Luc Bondy signe donc sa première saison à l’Odéon. Et comme première création il monte Le Retour, une pièce du Britannique Harold Pinter, Prix Nobel de littérature en 2005. Entretien.

swissinfo.ch: Telle que vous la montez, la pièce de Pinter, qui raconte les rapports difficiles entre un père et ses fils, n’est-elle pas le microcosme d’un pouvoir totalitaire exercé encore aujourd’hui dans certains pays?

Luc Bondy: Je pense que les dictatures politiques ressemblent beaucoup aux dictatures de famille. Pour écrire sa pièce, Pinter s’est d’ailleurs inspiré de l’atmosphère oppressive qui caractérise les interrogatoires de police dans les pays fascistes. Vous avez dans le Le Retour des situations, au départ anodines, qui virent au drame à cause d’une pression psychologique insupportable. Comme cette scène où le jeune frère cherche son sandwich dans le frigo, mais ne le trouve pas. Il interroge alors son frère aîné, l’accuse de le lui avoir pris et lui dit que l’Amérique, d’où il vient, l’a complètement pourri.
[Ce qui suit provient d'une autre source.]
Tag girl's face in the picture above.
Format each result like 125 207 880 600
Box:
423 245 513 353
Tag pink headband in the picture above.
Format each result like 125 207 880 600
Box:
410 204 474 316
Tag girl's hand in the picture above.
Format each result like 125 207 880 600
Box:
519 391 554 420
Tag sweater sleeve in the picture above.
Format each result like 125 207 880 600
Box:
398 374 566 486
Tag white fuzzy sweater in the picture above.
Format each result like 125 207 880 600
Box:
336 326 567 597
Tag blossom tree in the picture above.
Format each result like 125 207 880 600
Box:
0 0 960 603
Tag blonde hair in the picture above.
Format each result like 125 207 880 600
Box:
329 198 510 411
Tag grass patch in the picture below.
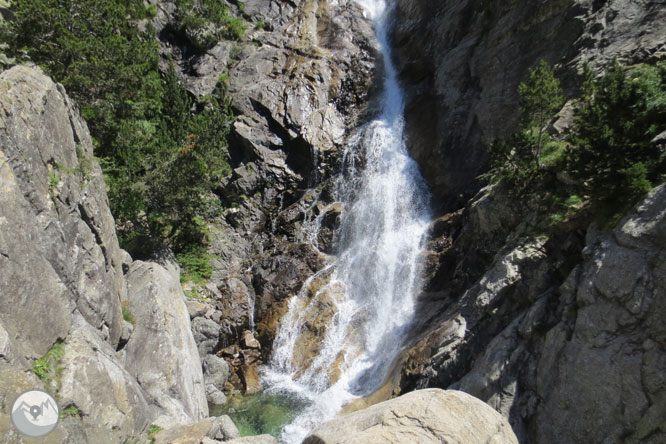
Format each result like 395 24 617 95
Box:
60 406 79 419
30 342 65 384
176 245 213 285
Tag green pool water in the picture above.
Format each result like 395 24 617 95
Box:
210 392 306 438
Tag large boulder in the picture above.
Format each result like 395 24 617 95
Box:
125 261 208 424
0 66 127 367
0 66 208 443
303 389 518 444
535 185 666 443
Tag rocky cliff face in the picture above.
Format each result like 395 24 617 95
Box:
402 185 666 443
394 0 666 208
386 1 666 443
146 0 377 392
0 66 208 443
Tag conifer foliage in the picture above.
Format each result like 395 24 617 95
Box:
0 0 240 255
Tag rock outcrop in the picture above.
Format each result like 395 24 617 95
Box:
394 0 666 209
153 0 381 388
402 185 666 444
303 389 518 444
0 66 208 443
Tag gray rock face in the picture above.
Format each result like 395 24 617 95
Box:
0 66 126 366
203 355 231 390
229 0 375 189
403 185 666 444
125 261 208 424
303 389 518 444
534 186 666 443
0 66 207 444
58 316 152 442
192 317 220 358
394 0 666 207
225 435 278 444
C’est là une forme d’intimidation stalinienne que Pinter transpose dans un foyer. L’auteur sait bien qu’il existe souvent au cœur d’une famille (comme au sein d’un Etat despotique) une personne qui essaie de s’emparer du pouvoir, de le garder et de l’utiliser contre l’autre chaque fois que l’occasion se présente.

swissinfo.ch: Vous avez confié à Bruno Ganz le rôle de Max, un père despotique justement. Pourquoi avoir choisi Ganz? Par complicité suisse, par admiration pour l’acteur qu’il est, ou pour les deux à la fois?
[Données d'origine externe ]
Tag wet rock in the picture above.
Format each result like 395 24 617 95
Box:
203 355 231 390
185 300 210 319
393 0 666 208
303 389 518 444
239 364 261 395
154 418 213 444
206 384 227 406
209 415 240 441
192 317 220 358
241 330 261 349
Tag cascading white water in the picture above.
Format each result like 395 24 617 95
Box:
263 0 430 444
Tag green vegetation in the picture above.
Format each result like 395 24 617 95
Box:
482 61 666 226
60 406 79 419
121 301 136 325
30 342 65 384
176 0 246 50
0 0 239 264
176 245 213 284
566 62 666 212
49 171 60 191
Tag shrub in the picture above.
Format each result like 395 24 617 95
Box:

L.B.: Pour les deux à la fois. Ganz avait tout pour incarner ce rôle. D’abord l’âge, 71 ans. Ensuite l’énergie. Dans la vie, il est doux, mais en tant qu’acteur il y a en lui la violence qu’il faut pour ce personnage. Il possède encore la force de frapper et donne le sentiment d’être un homme dur. J’aurais eu du mal à trouver un autre comédien. Peut-être Michel Piccoli… s’il avait 20 ans de moins. Mais bon, à y penser maintenant, je me dis que même Piccoli, qui est un de mes comédiens préférés, n’aurait pas été indiqué pour le personnage de Max. Je l’aurais violenté si je lui avais demandé de jouer ce rôle violent.

swissinfo.ch: Vous avez des affinités avec les ténors de la scène suisse. Hormis Bruno Ganz, Christoph Marthaler est invité à présenter chez vous deux spectacles cette saison. Des talents plus jeunes, comme l’atypique metteur en scène soleurois Stefan Kaegi, auront-ils un jour une place dans votre programmation?

L.B.: Bien sûr, pourquoi pas. J’ai d’ailleurs invité Kaegi à Vienne quand je dirigeais les Wiener Festwochen. Mais bon… à l’Odéon, mon problème c’est l’argent. Je m’attends à des coupes budgétaires l’année prochaine qui vont certainement réduire le nombre de mes productions et m’empêcher de réaliser certains de mes rêves. L’idéal pour moi, c’est de renouer avec la politique théâtrale de l’un de mes prédécesseurs Giorgio Strehler qui, dans les années 80, a guidé l’Odéon vers des aventures européennes exceptionnelles. C’est l’avenir qui me dira si c’est possible. Vu la crise économique, ma tâche ne sera pas facile.

swissinfo.ch: Vous parlez d’argent. La presse française vous reproche votre salaire, jugé élevé, tout comme les cachets alloués à Bruno Ganz. Certains journalistes critiquent par ailleurs très sévèrement votre spectacle. Que répondez-vous?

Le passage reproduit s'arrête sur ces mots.